The problems with making answers in data more findable

Note: I wrote this way back in October 2022, when I was still working on the Secure Data Environment at NHS England. I’d started thinking about ways we could make the analyses performed inside the environment repeatable and re-usable, speeding up the time it takes for researchers to go from a hypothesis to an answer. Now that I’m working on the planning data platform, I figured I’d get it published as there’s some ideas in here that may work.

A while ago I got excited and wrote about work happening in the government data science community to make it easier to search for data. Those notes were for my future self, a version of me in 6–12 months’ time. My clairvoyant skills are lacking, though, and I need to share this thinking sooner.

At this point, I should make it clear that I’m sharing this speculative idea in order to gather feedback. It’s a hypothetical solution to a problem I’m not even sure exists, so let me know where it’s right or wrong.

Having said that, there are projects looking to solve these problems out there. Those projects are academic or technology-driven. I’m taking a user-centred design and product management approach, which means looking at assumed problems and validating those.

The problems that I assume exist are:

It’s hard to find datasets as a researcher, analyst or data scientist
Not all users have the coding expertise needed to get answers from data
Mechanisms for sharing code exist, but those aren’t always suited to (or safe for) analysis of government or health data
For most people, Google is the first port of call for solving problems 1, 2 and 3

Problem 1: It’s hard to find datasets as a researcher, analyst or data scientist

We know that problem 1 exists. In 2018, Laura Koesten and Emilia Kacprzak gave a talk at the Open Data Institute’s offices. They looked at how people ask questions, how users search for datasets, and identified a gap. Subsequently, they proposed a vision: ‘[One day] searching for data will be as easy as searching for websites, images, maps, flights…’ As they describe, the problem to overcome is how data isn’t as descriptive as text, but GSS’s search prototype looks to make this easier.

Being able to find a dataset to answer your question is great, but you’re having to search inside the prototype: a walled garden. How might we make these results available to the open web, so that they can be indexed by other search engines?

The prevailing procedure is to publish statistical releases and datasets, and those get indexed by Google et al. But that doesn’t work in the modern world of web search. Though web pages are documents, people aren’t looking for documents in Google, they’re looking for things or answers:

Documents aren’t just documents but restaurants, products, news articles, tweets, doctors’ offices, and many other things.¹

A document about a restaurant doesn’t feel like a document inside a list of search results. To users looking to find a restaurant, that document is the answer they were looking for: the restaurant.

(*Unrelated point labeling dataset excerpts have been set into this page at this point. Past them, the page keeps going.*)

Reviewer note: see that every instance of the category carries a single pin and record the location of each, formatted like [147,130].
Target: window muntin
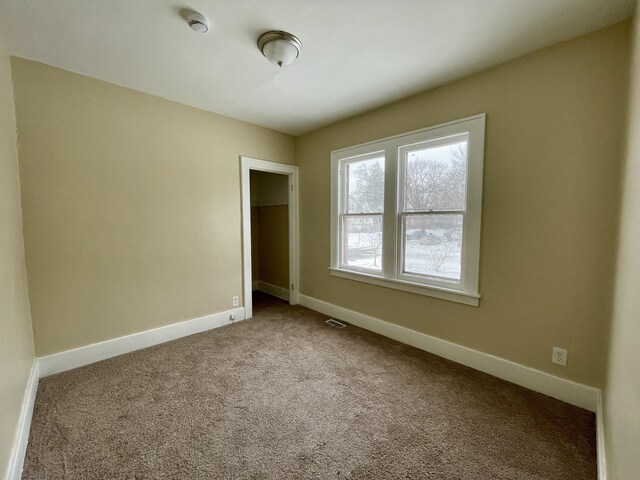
[432,209]
[427,231]
[361,216]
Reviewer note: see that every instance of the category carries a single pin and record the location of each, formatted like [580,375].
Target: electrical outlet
[559,356]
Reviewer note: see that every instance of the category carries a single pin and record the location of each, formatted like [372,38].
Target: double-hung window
[406,211]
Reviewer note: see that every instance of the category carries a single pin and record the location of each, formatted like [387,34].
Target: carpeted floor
[285,396]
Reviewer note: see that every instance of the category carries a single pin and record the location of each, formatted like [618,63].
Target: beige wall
[131,206]
[555,129]
[273,245]
[622,392]
[16,341]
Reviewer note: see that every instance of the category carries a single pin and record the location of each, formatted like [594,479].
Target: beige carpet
[284,396]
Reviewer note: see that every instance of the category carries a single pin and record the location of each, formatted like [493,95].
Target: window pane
[433,245]
[365,186]
[436,177]
[362,242]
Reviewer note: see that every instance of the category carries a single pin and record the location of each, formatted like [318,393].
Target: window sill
[428,290]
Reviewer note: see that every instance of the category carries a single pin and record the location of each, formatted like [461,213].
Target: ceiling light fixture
[280,48]
[198,22]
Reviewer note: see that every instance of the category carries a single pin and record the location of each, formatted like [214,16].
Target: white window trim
[467,291]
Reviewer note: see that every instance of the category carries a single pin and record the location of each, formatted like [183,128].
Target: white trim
[566,390]
[274,290]
[78,357]
[392,231]
[428,290]
[21,437]
[246,165]
[600,446]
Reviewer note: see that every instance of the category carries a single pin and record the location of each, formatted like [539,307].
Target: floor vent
[335,323]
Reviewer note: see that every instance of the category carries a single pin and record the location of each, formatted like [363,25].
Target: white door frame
[246,165]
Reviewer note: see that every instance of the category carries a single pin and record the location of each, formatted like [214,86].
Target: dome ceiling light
[198,22]
[280,48]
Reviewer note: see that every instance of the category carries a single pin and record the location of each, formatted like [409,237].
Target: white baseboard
[602,460]
[566,390]
[78,357]
[274,290]
[21,438]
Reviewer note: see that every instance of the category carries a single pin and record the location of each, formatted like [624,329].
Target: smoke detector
[198,22]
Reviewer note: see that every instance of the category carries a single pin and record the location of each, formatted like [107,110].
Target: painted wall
[131,206]
[555,130]
[16,341]
[622,392]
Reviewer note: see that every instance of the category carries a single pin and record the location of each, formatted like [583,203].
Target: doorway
[287,176]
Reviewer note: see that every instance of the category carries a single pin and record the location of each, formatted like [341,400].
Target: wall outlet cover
[559,356]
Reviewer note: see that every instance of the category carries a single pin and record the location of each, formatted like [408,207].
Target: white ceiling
[358,54]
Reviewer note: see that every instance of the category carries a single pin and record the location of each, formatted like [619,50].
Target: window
[406,211]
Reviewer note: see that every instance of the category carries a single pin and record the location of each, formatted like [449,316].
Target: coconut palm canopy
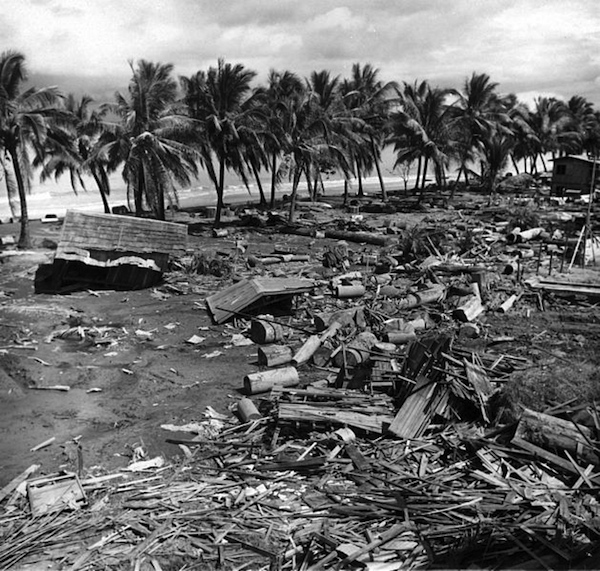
[163,129]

Hypothetical solution to problem 1

Following this thinking, publishing questions or answers as the findable content – alongside a statistical release – feels like a way forward.

Problem 2: Not all users have the coding expertise needed to get answers from data

We know that problem 2 exists. In the Quantifying the UK Data Skills Gap report, DCMS surveyed businesses that hired for data skills and their employees. 68% of businesses said that programming skills (a ‘hard data skill’) were important for their data roles, which is low down on the full list of hard data skills. When their employees were asked to rate their performance of programming skills, 27% felt they performed very or somewhat well².

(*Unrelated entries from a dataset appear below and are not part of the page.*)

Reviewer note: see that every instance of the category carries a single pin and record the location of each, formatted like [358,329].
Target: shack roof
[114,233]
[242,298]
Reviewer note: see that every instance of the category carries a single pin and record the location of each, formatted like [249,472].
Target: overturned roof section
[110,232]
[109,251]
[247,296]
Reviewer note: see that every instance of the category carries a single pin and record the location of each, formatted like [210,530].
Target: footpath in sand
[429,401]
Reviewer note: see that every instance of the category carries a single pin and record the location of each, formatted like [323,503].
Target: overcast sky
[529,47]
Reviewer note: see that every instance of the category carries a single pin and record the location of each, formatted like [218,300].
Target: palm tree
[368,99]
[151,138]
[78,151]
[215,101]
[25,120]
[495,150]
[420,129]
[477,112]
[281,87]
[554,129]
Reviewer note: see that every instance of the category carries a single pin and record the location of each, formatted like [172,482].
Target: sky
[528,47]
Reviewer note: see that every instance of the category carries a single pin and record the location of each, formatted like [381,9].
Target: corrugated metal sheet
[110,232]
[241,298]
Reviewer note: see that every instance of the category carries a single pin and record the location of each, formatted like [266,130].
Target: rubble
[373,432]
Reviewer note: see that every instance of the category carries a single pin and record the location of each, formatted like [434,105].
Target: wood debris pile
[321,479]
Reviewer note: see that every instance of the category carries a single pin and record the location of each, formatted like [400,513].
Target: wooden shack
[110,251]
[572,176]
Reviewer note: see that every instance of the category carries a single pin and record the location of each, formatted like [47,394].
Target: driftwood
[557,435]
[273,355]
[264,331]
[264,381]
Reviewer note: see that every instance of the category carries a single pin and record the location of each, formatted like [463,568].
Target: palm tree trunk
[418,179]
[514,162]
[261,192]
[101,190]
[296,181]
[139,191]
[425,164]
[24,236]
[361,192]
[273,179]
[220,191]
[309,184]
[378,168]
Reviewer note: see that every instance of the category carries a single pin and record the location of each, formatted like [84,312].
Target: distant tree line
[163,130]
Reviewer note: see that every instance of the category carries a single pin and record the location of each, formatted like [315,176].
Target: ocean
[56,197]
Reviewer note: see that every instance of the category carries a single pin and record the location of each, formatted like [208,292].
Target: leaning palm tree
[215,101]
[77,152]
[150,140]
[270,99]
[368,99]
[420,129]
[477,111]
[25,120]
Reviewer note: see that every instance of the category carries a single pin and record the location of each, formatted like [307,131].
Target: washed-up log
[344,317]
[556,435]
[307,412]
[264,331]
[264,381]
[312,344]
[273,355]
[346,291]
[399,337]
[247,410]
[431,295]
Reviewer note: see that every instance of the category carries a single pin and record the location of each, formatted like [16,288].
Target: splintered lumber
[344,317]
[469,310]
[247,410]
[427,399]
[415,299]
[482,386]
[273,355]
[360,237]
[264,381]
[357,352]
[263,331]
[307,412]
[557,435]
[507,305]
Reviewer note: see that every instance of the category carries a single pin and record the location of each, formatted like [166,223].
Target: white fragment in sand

Loads of people in data roles feel like they’re average or poor at programming. This is an insight we uncovered in research with the Secure Data Environments’s userbase too.

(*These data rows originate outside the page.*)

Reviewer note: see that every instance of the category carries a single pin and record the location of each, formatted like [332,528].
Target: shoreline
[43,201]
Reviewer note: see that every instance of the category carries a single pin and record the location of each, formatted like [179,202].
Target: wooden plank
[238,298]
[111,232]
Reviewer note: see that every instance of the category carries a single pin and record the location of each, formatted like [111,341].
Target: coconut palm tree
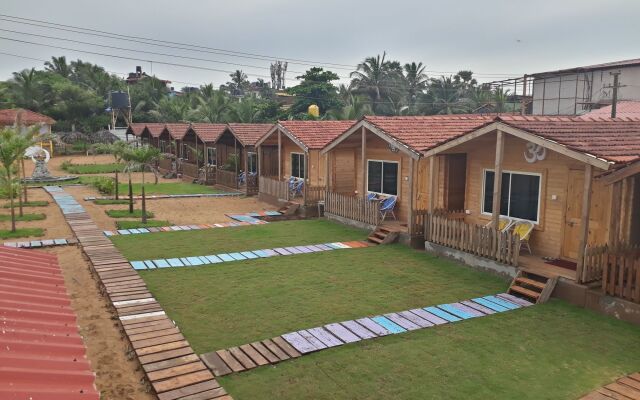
[142,158]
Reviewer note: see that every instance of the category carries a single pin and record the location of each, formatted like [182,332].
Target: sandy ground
[54,225]
[117,378]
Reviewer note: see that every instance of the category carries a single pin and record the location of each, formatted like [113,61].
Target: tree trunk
[130,196]
[117,190]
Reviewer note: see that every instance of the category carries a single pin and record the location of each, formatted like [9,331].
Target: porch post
[432,186]
[497,180]
[584,219]
[411,206]
[616,214]
[279,155]
[364,162]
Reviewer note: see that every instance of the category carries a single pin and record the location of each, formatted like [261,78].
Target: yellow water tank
[314,110]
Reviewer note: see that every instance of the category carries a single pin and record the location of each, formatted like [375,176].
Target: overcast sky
[495,39]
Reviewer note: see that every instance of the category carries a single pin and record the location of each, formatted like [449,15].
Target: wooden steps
[383,235]
[532,286]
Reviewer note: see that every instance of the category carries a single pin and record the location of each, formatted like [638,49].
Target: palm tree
[12,147]
[142,158]
[378,78]
[416,80]
[59,66]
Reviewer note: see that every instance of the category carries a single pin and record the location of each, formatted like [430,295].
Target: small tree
[142,158]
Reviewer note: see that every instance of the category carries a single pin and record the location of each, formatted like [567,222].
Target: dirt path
[117,378]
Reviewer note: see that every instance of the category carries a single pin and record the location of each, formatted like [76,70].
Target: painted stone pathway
[295,344]
[244,255]
[171,367]
[33,244]
[167,196]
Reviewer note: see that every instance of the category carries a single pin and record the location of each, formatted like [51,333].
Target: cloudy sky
[496,39]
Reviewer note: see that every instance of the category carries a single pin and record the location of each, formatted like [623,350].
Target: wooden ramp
[172,369]
[627,388]
[532,287]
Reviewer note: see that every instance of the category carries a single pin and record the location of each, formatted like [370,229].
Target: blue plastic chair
[387,205]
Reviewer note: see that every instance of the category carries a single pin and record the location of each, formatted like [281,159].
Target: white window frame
[398,184]
[291,166]
[249,154]
[215,151]
[511,172]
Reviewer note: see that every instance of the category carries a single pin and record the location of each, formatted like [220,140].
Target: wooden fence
[620,270]
[352,207]
[274,187]
[227,178]
[485,242]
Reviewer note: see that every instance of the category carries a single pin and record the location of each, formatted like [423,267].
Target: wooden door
[344,171]
[598,214]
[455,181]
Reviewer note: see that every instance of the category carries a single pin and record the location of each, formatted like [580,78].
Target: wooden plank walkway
[306,341]
[627,388]
[172,369]
[245,255]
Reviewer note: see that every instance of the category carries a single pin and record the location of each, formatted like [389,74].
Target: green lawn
[24,217]
[231,304]
[126,214]
[139,224]
[222,240]
[79,169]
[167,188]
[21,233]
[551,351]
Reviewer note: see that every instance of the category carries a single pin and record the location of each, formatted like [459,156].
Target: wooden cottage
[290,150]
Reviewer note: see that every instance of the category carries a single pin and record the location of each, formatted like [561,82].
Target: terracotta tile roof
[43,355]
[623,109]
[155,129]
[208,132]
[136,129]
[424,132]
[316,134]
[249,134]
[616,140]
[177,130]
[8,117]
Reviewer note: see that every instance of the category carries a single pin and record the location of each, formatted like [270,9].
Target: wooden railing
[485,242]
[274,187]
[620,270]
[227,178]
[315,194]
[252,186]
[355,208]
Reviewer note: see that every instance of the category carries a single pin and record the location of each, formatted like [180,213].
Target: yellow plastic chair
[523,229]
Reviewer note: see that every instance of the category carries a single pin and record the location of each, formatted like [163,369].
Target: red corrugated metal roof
[8,117]
[316,134]
[42,355]
[249,134]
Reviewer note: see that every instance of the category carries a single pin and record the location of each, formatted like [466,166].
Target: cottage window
[382,177]
[297,165]
[520,197]
[252,162]
[211,156]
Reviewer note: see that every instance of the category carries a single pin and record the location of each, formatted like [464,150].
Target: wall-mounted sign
[534,153]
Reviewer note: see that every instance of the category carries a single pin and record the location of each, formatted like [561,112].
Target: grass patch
[24,217]
[21,233]
[139,224]
[127,214]
[231,304]
[168,188]
[550,351]
[104,202]
[80,169]
[36,203]
[224,240]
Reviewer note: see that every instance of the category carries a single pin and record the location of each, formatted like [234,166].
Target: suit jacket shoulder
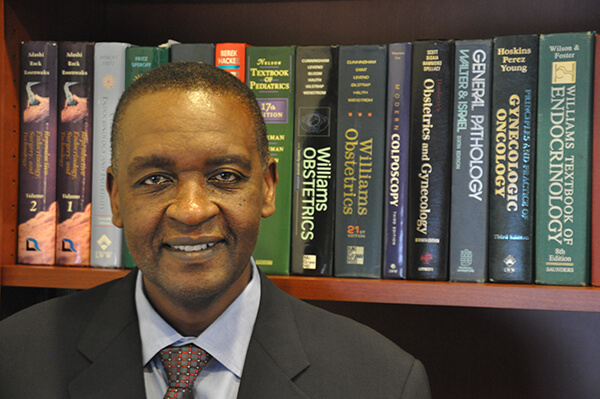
[87,344]
[299,351]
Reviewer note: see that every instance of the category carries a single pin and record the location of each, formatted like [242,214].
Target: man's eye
[226,177]
[155,180]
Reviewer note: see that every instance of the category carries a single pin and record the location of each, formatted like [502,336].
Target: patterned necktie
[182,364]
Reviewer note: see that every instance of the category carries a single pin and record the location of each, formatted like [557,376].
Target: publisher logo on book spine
[314,121]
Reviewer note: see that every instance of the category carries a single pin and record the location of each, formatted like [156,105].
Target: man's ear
[113,193]
[269,187]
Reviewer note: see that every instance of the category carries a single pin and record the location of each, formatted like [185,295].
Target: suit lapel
[112,344]
[275,354]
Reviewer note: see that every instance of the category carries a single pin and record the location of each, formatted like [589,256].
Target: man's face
[190,192]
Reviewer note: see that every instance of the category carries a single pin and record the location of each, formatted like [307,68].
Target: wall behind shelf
[492,353]
[344,22]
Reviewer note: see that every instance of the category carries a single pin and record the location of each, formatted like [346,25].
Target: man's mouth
[193,248]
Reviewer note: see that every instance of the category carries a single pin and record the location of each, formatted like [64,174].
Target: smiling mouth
[192,248]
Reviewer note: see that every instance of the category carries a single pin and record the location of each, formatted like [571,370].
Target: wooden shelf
[512,296]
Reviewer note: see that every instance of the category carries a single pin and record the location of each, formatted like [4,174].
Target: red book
[596,172]
[231,57]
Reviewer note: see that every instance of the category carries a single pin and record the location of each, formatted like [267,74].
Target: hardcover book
[470,161]
[74,166]
[197,52]
[360,161]
[271,77]
[595,216]
[109,83]
[138,60]
[563,173]
[431,158]
[37,160]
[512,158]
[231,57]
[315,132]
[396,158]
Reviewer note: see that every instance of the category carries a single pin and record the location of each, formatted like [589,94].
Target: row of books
[466,160]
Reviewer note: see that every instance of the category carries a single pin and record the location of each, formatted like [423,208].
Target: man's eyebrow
[156,161]
[229,159]
[152,161]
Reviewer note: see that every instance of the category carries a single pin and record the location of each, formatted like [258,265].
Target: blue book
[396,169]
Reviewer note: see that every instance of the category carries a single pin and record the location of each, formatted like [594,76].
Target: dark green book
[270,75]
[564,142]
[197,52]
[512,168]
[470,161]
[315,133]
[360,161]
[430,159]
[140,59]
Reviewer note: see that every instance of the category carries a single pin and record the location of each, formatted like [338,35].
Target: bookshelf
[503,296]
[547,326]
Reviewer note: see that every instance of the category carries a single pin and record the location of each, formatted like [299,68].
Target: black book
[315,133]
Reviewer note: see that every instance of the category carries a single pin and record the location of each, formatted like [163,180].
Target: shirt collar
[226,339]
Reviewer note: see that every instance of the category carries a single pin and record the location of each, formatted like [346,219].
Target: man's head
[190,76]
[189,184]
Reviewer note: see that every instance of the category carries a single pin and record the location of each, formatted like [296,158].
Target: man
[190,179]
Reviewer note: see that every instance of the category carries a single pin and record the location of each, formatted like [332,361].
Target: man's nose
[192,204]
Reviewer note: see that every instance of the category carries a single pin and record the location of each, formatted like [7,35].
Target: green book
[564,158]
[140,59]
[360,161]
[270,76]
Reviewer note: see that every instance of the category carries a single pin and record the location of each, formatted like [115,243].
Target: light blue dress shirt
[226,340]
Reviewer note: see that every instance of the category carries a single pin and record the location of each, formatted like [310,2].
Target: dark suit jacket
[87,345]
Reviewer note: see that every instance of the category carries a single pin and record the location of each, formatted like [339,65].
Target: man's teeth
[193,248]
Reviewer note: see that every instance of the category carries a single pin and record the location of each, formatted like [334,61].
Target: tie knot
[182,365]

But there is hope. Work on reproducible analytical pipelines points towards a future where analyses (and the code to run them) can be shared and re-used. Instead of having to write code to perform an analysis, you could take someone else’s analysis and plug it into your project.

Hypothetical solution to problem 2

A place where people can find and re-use code to run analyses on datasets, to ask specific questions, would help people cross the programming skills gap. It might even help them become more familiar with programming over time.

This is all about context. If you’re working on a dataset about government services or healthcare, asking a question on Stack Overflow isn’t that easy. For example, you can’t say ‘How do I work out how many people in Manchester owned cars in 2019?’ You’d have to ask your question in the abstract: ‘How do I perform a join on datasets? What identifier represents the statistical geography of Manchester? How do I exclude rows from a particular time series in my results?’

Stack Overflow isn’t the only place to go either. There’s Reddit, Slack workspaces, the people you work with, forums for researchers… There’s all sorts of places you could try getting an answer to your question, but you can’t guarantee people will know what you’re on about. Asking those people to ‘jump on a call’ and help you out might not be appropriate either, particularly if you’re working on datasets with access controls.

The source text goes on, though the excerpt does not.